From our faith experience and from the wisdom accumulated over centuries, but also from lessons learned from our many weaknesses and failures, we, the believers of the different religions, know that our witness to God benefits our societies. The effort to seek God with a sincere heart, provided it is never sullied by ideological or self-serving aims, helps us recognize one another as travelling companions, truly brothers and sisters. We are convinced that ‘when, in the name of an ideology, there is an attempt to remove God from a society, that society ends up adoring idols, and very soon men and women lose their way, their dignity is trampled and their rights violated. You know well how much suffering is caused by the denial of freedom of conscience and of religious freedom, and how that wound leaves a humanity which is impoverished, because it lacks hope and ideals to guide it.’ (no. 274)

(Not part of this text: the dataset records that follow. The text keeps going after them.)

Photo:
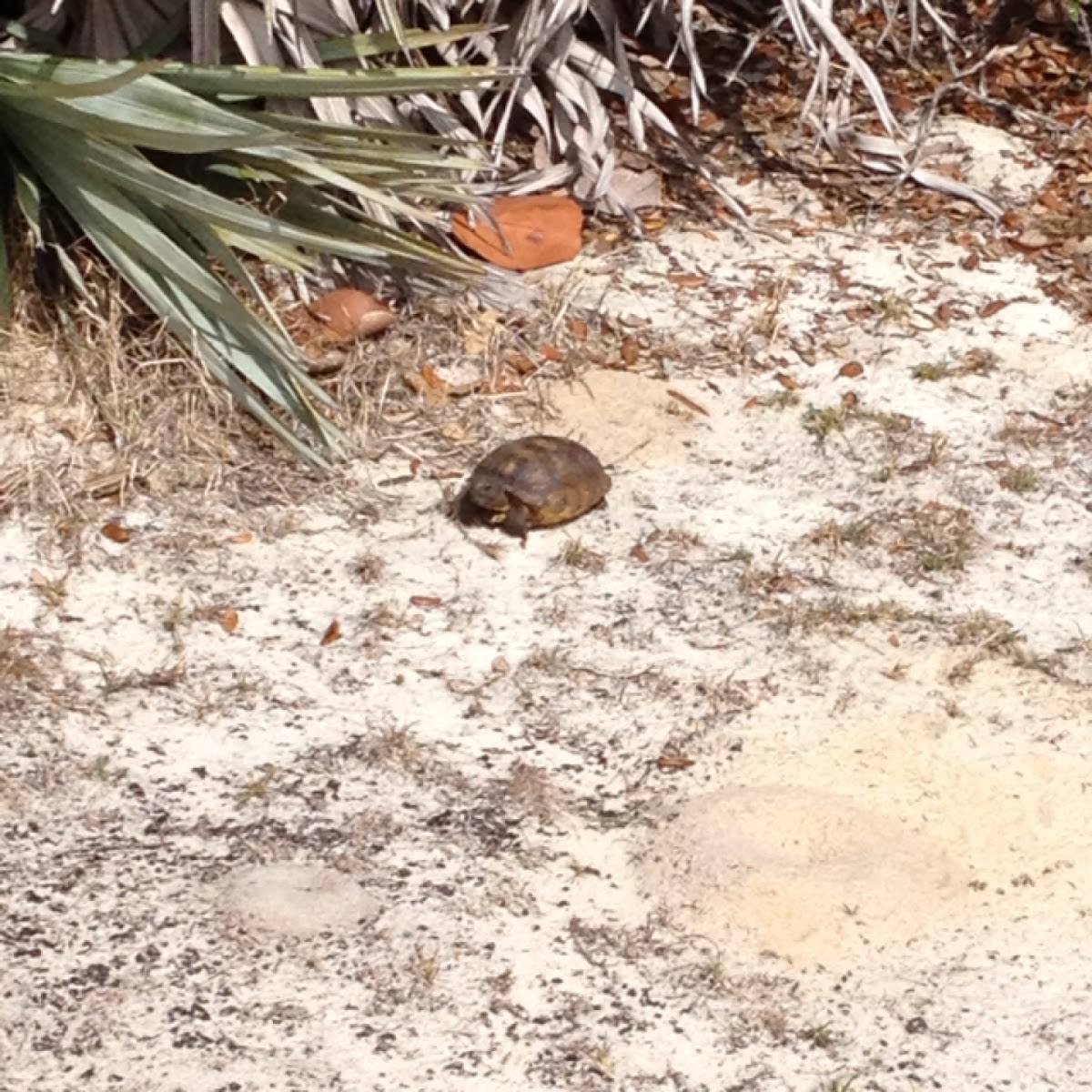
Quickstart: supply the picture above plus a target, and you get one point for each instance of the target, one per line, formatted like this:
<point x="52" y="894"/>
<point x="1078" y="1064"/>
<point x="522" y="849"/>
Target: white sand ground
<point x="774" y="774"/>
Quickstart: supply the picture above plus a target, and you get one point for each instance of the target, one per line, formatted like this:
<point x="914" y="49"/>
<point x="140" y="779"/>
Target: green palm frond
<point x="91" y="135"/>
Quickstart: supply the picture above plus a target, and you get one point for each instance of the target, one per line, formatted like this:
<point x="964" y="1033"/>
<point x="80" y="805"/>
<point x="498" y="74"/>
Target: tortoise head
<point x="490" y="497"/>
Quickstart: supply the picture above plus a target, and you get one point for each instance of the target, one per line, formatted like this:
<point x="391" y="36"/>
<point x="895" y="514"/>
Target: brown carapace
<point x="535" y="481"/>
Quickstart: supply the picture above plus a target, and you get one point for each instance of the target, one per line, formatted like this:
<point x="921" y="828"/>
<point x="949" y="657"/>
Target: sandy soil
<point x="774" y="774"/>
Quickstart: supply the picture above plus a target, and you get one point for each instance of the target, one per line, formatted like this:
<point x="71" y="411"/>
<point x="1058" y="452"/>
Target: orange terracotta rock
<point x="349" y="314"/>
<point x="538" y="229"/>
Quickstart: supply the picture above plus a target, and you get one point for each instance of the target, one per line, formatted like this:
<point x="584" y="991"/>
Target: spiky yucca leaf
<point x="82" y="131"/>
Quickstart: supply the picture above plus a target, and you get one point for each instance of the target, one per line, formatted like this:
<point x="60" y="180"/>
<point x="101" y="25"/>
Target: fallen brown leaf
<point x="116" y="532"/>
<point x="688" y="279"/>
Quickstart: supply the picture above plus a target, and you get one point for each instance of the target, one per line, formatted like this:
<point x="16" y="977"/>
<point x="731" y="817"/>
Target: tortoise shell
<point x="534" y="481"/>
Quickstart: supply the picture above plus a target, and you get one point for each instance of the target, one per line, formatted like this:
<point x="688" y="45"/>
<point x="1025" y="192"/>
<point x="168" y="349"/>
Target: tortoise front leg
<point x="517" y="520"/>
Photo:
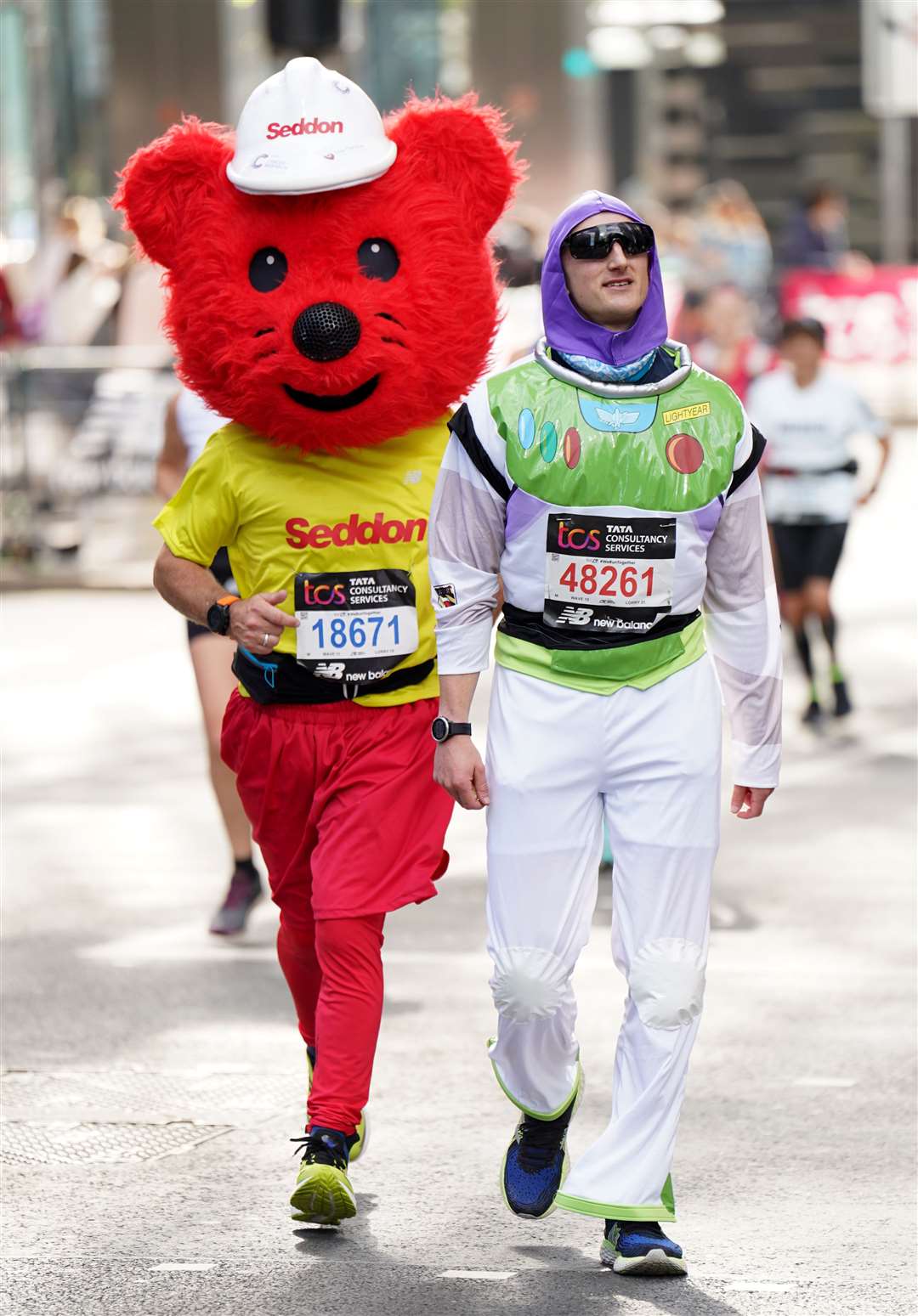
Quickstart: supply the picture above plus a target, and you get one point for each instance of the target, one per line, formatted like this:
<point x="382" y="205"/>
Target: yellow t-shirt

In an age of increased persecution of Christians throughout the world and increased marginalization of faiths of all kinds from participation in public deliberation, the Church’s voice on behalf of religious freedom is as vital as ever. In many parts of the world, Christians are a minority, and the Church asks for the freedoms necessary for her people to worship God. But she does not - and cannot - ask merely for the freedom of her members to worship: she speaks also for all those of people who believe, “for believers of all religions,” in the words of Pope Francis (FT no. 275) and for herself as a juridical institution, founded by Christ, whose very purpose is salvation. Thus, Dignitatis Humanae reminds readers of the connection of the Church’s good to the common good of all humankind: “Among the things which concern the good of the Church and indeed the welfare of society here on earth – things therefore which are always and everywhere to be kept secure and defended against all injury – this is certainly preeminent, namely, that the Church should enjoy that full measure of freedom which her care for the salvation of men requires. This freedom is sacred, because the only-begotten Son endowed with it the Church which He purchased with His blood. It is so much the property of the Church that to act against it is to act against the will of God. The freedom of the Church is the fundamental principle in what concerns the relations between the Church and governments and the whole civil order.” (DH no. 13)


[1] See for instance Stephen V. Monsma and Stanley W. Carlson-Thies, Free to Serve: Protecting the Freedom of Faith-Based Organizations, (Brazos, 2015).


Joseph E. Capizzi is a professor of moral theology and ethics and the executive director of the Institute for Human Ecology at the Catholic University of America.